WAIT UNTIL DARKWritten by Frederick Knott
Garland Civic Theatre
Director - Stacy Upton Bracey
Stage Manager - Steven Bracey
Scene Design - Stacy Upton Bracey
Costume Design - Kera Sims
Fight Director - Dave Westbrook
Lighting & Sound Design - Hank Baldree
Mike Talman - Jonathan Luce
Sgt. Carlino - Adam Anthony Vigil
Harry Roat - Brian Hokanson
Susy Hendrix - Alexzandria Smith
Sam Hendrix - Chima Collin Akanno
Gloria - Bella Brown
Police Officers - Bethany Brown, Conner Stewart
The action takes place in a basement apartment on New York’s Lower East Side, 1963
Reviewed Performance: 5/1/2022
Reviewed by Mildred Austin, Associate Critic for John Garcia's THE COLUMN
The play is an exercise in juxtaposition. Susy is blind and is targeted by three men as they believe she has a doll containing heroin that belongs to them. In the beginning, her blindness is an asset for the crooks as they wander unseen all around her, but as we see later, her disability becomes her “ace in the hole “ when she turns the table on them by plunging her apartment in darkness, putting her at the advantage. She is dogged and determined but the men see her only as a weak woman who couldn’t possibly thwart their intended plans.
WAIT UNTIL DARK is produced over and over by theatres across the country as well as revivals staged in New York. I’m sure it is challenging to stage, but also fun for the actors. Garland Civic Theatre’s production is sure to entertain and sure to give a thrill as well. The director, Stacy Upton Bracey, has designed an easily believable New York basement apartment, though the bright blue cabinets threw me a bit. The “in” colors for 1966 were gold and olive green. Perhaps we were to accept that, after all, Suzy couldn’t see what garish colors they were, and like many husbands, hers didn’t care. The two levels of the set were quite useful in the staging and the characters oversaw the stairs like pros.

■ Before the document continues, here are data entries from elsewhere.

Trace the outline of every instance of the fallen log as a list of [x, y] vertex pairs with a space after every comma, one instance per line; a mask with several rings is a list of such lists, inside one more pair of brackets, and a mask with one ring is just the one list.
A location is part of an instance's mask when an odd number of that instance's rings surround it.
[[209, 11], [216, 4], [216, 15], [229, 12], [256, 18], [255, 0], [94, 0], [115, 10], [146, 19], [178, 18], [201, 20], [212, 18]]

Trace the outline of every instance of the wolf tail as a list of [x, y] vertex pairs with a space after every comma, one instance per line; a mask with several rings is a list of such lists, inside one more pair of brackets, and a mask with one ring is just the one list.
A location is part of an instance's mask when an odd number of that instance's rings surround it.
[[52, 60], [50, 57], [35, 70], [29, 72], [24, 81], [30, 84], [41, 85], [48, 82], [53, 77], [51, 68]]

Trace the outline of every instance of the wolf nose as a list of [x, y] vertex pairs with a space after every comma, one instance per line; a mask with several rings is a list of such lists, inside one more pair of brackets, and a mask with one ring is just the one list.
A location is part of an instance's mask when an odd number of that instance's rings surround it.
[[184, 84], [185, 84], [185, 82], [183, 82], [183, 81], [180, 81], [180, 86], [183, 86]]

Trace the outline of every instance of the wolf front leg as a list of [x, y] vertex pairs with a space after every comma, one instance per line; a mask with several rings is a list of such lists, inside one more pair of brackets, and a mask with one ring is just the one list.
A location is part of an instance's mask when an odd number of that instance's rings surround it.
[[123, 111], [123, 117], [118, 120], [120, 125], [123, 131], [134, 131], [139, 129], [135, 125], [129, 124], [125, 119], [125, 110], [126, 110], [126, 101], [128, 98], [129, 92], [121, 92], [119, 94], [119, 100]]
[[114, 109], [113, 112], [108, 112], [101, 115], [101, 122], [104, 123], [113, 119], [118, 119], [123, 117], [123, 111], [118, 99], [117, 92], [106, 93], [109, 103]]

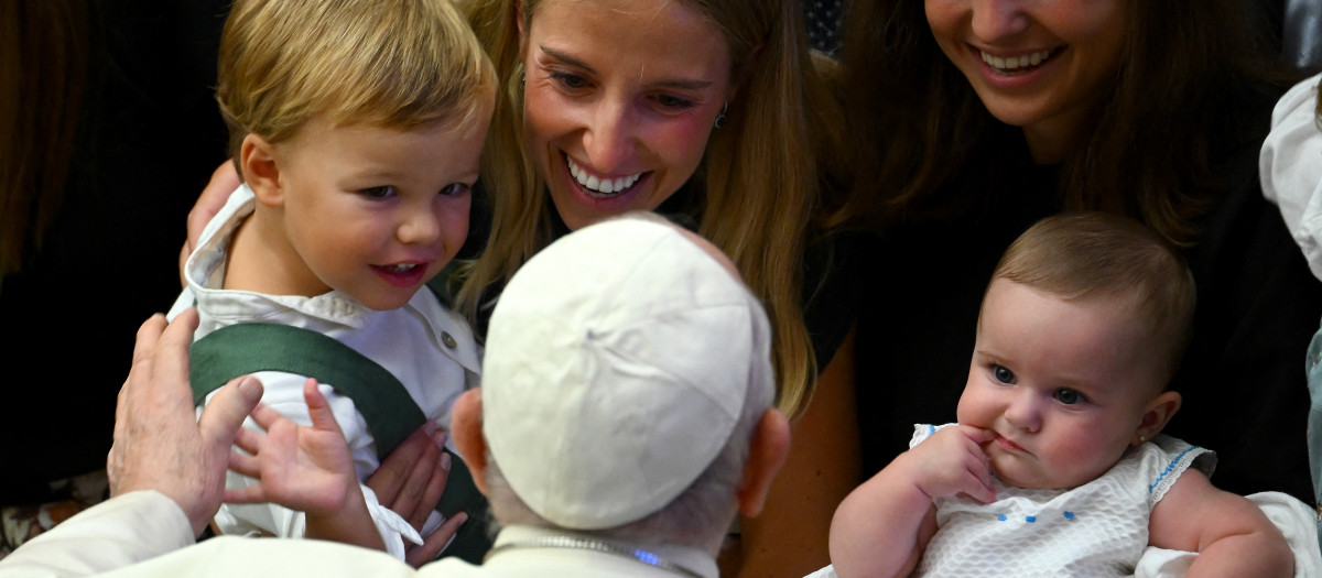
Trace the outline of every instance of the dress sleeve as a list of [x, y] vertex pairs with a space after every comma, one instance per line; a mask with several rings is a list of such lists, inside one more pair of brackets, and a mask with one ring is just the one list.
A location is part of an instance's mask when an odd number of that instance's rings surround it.
[[1290, 88], [1272, 112], [1259, 177], [1263, 195], [1276, 203], [1290, 236], [1322, 278], [1322, 125], [1317, 117], [1318, 80]]

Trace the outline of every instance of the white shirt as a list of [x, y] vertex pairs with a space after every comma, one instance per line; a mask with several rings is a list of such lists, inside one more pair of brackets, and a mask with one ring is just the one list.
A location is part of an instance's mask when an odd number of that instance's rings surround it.
[[[444, 558], [414, 570], [381, 552], [320, 540], [217, 537], [190, 545], [192, 527], [159, 492], [131, 492], [103, 501], [33, 538], [0, 560], [0, 577], [648, 577], [678, 574], [636, 560], [578, 549], [510, 549], [481, 566]], [[510, 527], [496, 546], [550, 530]], [[186, 548], [185, 548], [186, 546]], [[641, 546], [717, 577], [711, 554], [683, 546]]]
[[[300, 297], [221, 289], [230, 238], [243, 219], [253, 214], [254, 206], [251, 189], [241, 186], [208, 223], [197, 249], [184, 268], [188, 288], [175, 302], [169, 317], [173, 318], [196, 301], [200, 325], [193, 335], [194, 340], [221, 327], [243, 322], [279, 323], [332, 337], [390, 371], [423, 414], [448, 430], [449, 410], [455, 400], [465, 389], [477, 387], [480, 375], [480, 351], [463, 318], [443, 306], [426, 288], [403, 307], [389, 311], [368, 309], [340, 292]], [[279, 371], [262, 371], [254, 376], [264, 387], [263, 404], [295, 422], [311, 424], [303, 400], [303, 383], [308, 376]], [[353, 400], [336, 393], [333, 385], [321, 384], [321, 393], [344, 430], [361, 482], [379, 466], [375, 441]], [[260, 430], [253, 420], [245, 426]], [[226, 479], [229, 488], [255, 483], [255, 479], [233, 471]], [[402, 560], [403, 540], [420, 544], [420, 536], [401, 516], [382, 507], [370, 488], [362, 486], [362, 492], [386, 550]], [[440, 516], [434, 515], [424, 530], [440, 523]], [[215, 524], [225, 534], [268, 532], [280, 537], [301, 537], [305, 533], [301, 512], [275, 504], [226, 504], [217, 513]]]
[[1296, 84], [1276, 104], [1272, 132], [1259, 157], [1259, 177], [1263, 195], [1281, 209], [1309, 268], [1322, 278], [1322, 128], [1315, 113], [1319, 78]]

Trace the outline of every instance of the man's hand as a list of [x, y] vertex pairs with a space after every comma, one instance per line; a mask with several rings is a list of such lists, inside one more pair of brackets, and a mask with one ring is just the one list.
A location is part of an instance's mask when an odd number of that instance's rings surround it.
[[247, 454], [231, 454], [230, 470], [260, 483], [225, 492], [225, 501], [270, 501], [309, 516], [334, 516], [350, 499], [362, 500], [349, 446], [315, 379], [303, 384], [303, 397], [311, 426], [300, 426], [266, 405], [253, 410], [253, 421], [266, 433], [238, 432], [234, 442]]
[[175, 500], [200, 534], [225, 495], [234, 434], [262, 399], [250, 376], [221, 388], [197, 418], [188, 347], [197, 329], [189, 309], [167, 325], [152, 315], [137, 330], [134, 366], [119, 391], [115, 442], [106, 458], [112, 496], [156, 490]]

The two con men who are in on the search for heroin are played by Jonathan Luce and Adam Anthony Vigil. Both do a good job with their characters and play them totally different as they should be. Brian Hokanson brings the third “bad guy” to us and completes the trio of thugs, though he plays the “mean, really mean” guy to the other two’s slightly softer crook status. The cruelty and meanness of Roat’s character never totally come to fruition, possibly hampered by the fact Mr. Hakanson really doesn’t look the part and his speech and manner never fully overcome that. One stage problem that dogs these three men is enunciation. In the first scene, I understood only a little of what they said. In fact, I had to consult a synopsis of the play I found online, to attempt to decipher what happened in that scene that is so important in setting the stage for what is to come. Look to the consonants in your dialogue, gentlemen! Consonants define words. They cannot be thrown away or you won’t be clearly understood.
I would also suggest to not just these three but to all the actors that when you enter the stage you should enter exuding the explicit intention of what you hope to accomplish on the stage once you are there. There were too many entrances throughout the show where the actor failed to establish that first for their character and thus the audience. Never just “enter stage right” and that’s it.
Mr. Akanno, you were part of a “twofer” as I understand. It was a good thing as you and Ms. Smith played off each other with a comfortable intimacy. You did fall into the same as the other gentlemen, however, losing most of the consonants in your lines.
Ms. Smith, you were an absolute delight, as Susy should be. You have a very expressive face and emotions played there easily. Your work to play a sightless character was challenging but you pulled it off. Unlike the guys, you had no problem being understood. Thank you for your enunciation and for finding the consonants in your lines!
Bella Brown, you were full of yourself and brought the impish, sometimes brattish, sometimes annoying character of Gloria to life. Good job! And our police were suitably late to the game as they never seem to be as “Johnny on the spot” in plays as the calvary is in old Westerns. My hat is off to the generous actors who take on characters who only briefly appear but are necessary to the action. We couldn’t do without you!
An enjoyable evening of theatre that we as audience members can finally enjoy as in the old days! Garland Civic you had a good crowd and I hope you continue down that road!